Estamos sempre ligados, preocupados com o que o outro pensa de nós.
Achamos que é muito importante que ele saiba quem nós somos para que a relação seja possível e prossiga.
Achamos que é muito importante que o outro nos reconheça, seja justo conosco em suas avaliações, que nos perceba como somos meeesmo para que o amor vingue.
Eu também pensava assim até o dia em que caiu a ficha: o que, de fato, determina a relação não é o que um pensa do outro, como um vê o outro, mas sim o que cada um pensa de si mesmo.
Já que temos um olhar projetivo – que projeta, que desenha, que faz ter forma e que jogamos de dentro para fora – vamos dizer que o outro está pensando determinada coisa de nós, sem nos darmos conta de que somos nós mesmos que, mais ou menos conscientemente, acalentamos tal pensamento.
É exatamente por termos essa maneira muito particular de ver, o olhar projetivo, que o outro tende a pensar que estamos pensando o que, na verdade, ele pensaria naquela situação. Que estamos sofrendo o que ele sofreria. Que intencionamos o que ele intencionaria naquela circunstância.
Ou seja: o que determina o que o parceiro pensa de nós é o que ele pensa de si.
Eureka! É isso!
É por isso que ele/ela insiste em fazer coisas que detestamos – mas ele ama – com aquela cara de anjo feliz como se estivesse nos dando um presente valioso.
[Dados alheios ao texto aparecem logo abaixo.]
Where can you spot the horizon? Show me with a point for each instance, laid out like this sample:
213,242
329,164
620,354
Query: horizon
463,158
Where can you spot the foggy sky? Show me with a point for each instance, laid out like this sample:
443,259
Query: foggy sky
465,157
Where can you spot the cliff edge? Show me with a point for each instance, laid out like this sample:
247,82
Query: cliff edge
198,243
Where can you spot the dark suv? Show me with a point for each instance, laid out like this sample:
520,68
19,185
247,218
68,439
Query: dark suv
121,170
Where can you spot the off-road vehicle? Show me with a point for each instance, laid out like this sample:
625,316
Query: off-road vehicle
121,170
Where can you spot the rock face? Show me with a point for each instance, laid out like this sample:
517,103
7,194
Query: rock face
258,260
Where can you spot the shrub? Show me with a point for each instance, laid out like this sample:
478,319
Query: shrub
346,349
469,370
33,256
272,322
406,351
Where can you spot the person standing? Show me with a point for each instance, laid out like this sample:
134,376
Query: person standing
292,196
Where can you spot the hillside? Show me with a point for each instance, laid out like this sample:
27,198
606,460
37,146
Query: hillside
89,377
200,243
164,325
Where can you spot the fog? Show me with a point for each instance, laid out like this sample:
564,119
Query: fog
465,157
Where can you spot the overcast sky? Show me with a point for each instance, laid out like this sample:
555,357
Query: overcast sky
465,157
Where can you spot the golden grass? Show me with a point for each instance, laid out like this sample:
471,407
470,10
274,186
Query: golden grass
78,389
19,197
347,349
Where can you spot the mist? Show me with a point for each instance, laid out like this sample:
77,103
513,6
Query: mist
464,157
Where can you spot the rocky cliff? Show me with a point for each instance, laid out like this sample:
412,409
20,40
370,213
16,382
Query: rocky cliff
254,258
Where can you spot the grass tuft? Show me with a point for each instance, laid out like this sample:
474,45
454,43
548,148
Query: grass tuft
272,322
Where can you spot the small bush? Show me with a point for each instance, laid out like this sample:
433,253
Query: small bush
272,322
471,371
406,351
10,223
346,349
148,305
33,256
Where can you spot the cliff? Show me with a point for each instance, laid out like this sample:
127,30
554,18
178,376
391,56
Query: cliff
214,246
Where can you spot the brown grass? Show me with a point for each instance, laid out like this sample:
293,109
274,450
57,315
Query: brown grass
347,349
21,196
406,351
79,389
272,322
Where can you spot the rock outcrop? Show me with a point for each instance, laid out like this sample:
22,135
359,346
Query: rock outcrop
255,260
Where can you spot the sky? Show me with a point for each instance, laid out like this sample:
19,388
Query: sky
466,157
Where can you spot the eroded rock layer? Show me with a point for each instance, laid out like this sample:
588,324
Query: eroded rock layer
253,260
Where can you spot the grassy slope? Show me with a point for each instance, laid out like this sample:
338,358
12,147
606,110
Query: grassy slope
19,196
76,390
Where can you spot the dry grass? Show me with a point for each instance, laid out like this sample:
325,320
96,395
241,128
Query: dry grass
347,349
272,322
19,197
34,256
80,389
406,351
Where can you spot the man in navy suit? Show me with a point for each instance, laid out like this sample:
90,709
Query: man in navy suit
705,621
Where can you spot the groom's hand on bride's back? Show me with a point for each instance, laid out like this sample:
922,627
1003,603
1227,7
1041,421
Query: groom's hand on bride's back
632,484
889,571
É por isso que ele/ela “não entende” que gostemos de algo, que desejemos aquilo outro, ou que detestemos o que ele adora.
Não é que eles “não entendem”. Eles “não aceitam”. E com razão. Não briguem comigo, mas é com razão, sim, já que não sabem (aceitam) que nós não somos eles e que, portanto, não faz sentido gostarmos do que eles detestam. Sequer existe a possibilidade de não correspondermos, já que somos tomados como sendo eles.
Eureka de novo!
O que o outro pensa de si é o que determina o que ele vai ver em mim.
É que o mundo interno do outro é que determina a sua capacidade ou não de viver e ver certas coisas.
Por exemplo: você está na sua, ali, sereno, e o outro pode dizer/interpretar que você está desatento. Se você dá atenção, o outro acha que você “aprontou alguma” e que está puxando o saco para ajeitar as coisas e/ou para calar a própria culpa.
Se o outro se desvaloriza, ele vai ver tentativas suas de desvalorizá-lo o tempo todo.
Se o outro é inseguro e ciumento, vai ver você fazendo manobras para traí-lo o tempo todo.
Peraí, então o inferno é o outro?
Nada disso. O que o outro pensa de si vai determinar a qualidade do que ele vai ver. Quando alguém gosta e admira a si mesmo, vai projetar isso para fora também, podendo até chegar a dar valor a quem não tem.
O que estou propondo é: o que o outro vê em você não é o mais importante para a relação amorosa, mas sim o que ele pensa de si, mesmo porque é isso que vai dar a tônica, o rumo, de tudo o que ele pensa de você, da relação e do mundo.
Um exemplo que gosto de dar com o maior prazer é o de como algumas pessoas intelectualmente bem dotadas, com maior capacidade de se expressar, chegam à análise teorizando um mundo feio, cheio de injustiças e erros, e que, depois de enxergarem sua singular beleza não padronizada, mudam o discurso, vendo um mundo bem mais belo.
Mais uma vez: a interpretação do fora vem do dentro. Projetamos o que pensamos de nós mesmos, o que sentimos que somos.
Dica útil: ao começar uma relação, tente observar o que o outro sente por si mesmo – sem se deixar enganar pelas máscaras que o excesso denunciam – porque você será o cabide no qual o parceiro dependurará a fantasia de quem ele acha que é.
Libertadooor! Você não é tão determinante assim.
Ou seja: a relação com o outro é, antes de tudo, uma relação consigo mesmo.